Les acquis des Accords d’Evian se sont amoindris. La spécificité de la
convention bilatérale issue des Accords d’Evian n’a plus aucune
efficacité, les gouvernements français successifs ont promulgué un
certain nombre de textes qui font que les ressortissants algériens
soient aujourd’hui sous le droit commun, y compris pour la question de
la nationalité française. Il faut qu’il y ait une réunion d’experts dès
le début de la législature de François Hollande et que tout soit mis sur
la table. Si les partenaires algériens souhaitent un certain nombre de
spécificités qui découlent des accords d’Evian, elles devront être
examinées, mais la négociation doit reposer sur l’intérêt de chacune des
parties.
-En cas de victoire en 2012, la gauche demanderait-elle aux Français la réciprocité en matière de droit de séjour ?
Nous n’avons pas encore discuté cette question.
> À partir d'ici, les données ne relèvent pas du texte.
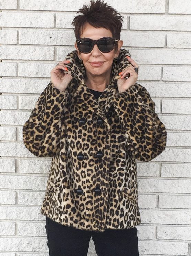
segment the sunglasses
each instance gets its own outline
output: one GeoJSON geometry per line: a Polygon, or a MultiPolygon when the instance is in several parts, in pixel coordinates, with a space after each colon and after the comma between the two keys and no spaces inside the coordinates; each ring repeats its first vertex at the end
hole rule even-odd
{"type": "Polygon", "coordinates": [[[112,37],[102,37],[98,40],[92,40],[90,38],[84,37],[76,40],[78,49],[83,53],[89,53],[92,50],[95,45],[102,53],[109,53],[114,49],[115,42],[119,40],[112,37]]]}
Il est grand temps –
après cinquante ans d’indépendance de l’Algérie - qu’il y ait entre la
France et l’Algérie des relations de respect et de confiance mutuels et
de réciprocité. Nous devons aujourd’hui avoir un partenariat sérieux,
d’égal à égal, dans tous les domaines. D’une manière générale, la
convention bilatérale c’est du droit international et l’une des bases du
droit international c’est la réciprocité. Personnellement, je lutte
depuis tant d’années, pour que nous ayons des relations avec l’Algérie
telles que la France les a créées avec l’Allemagne. De mon point de vue
il est grand temps de tourner la page en termes de spécificités.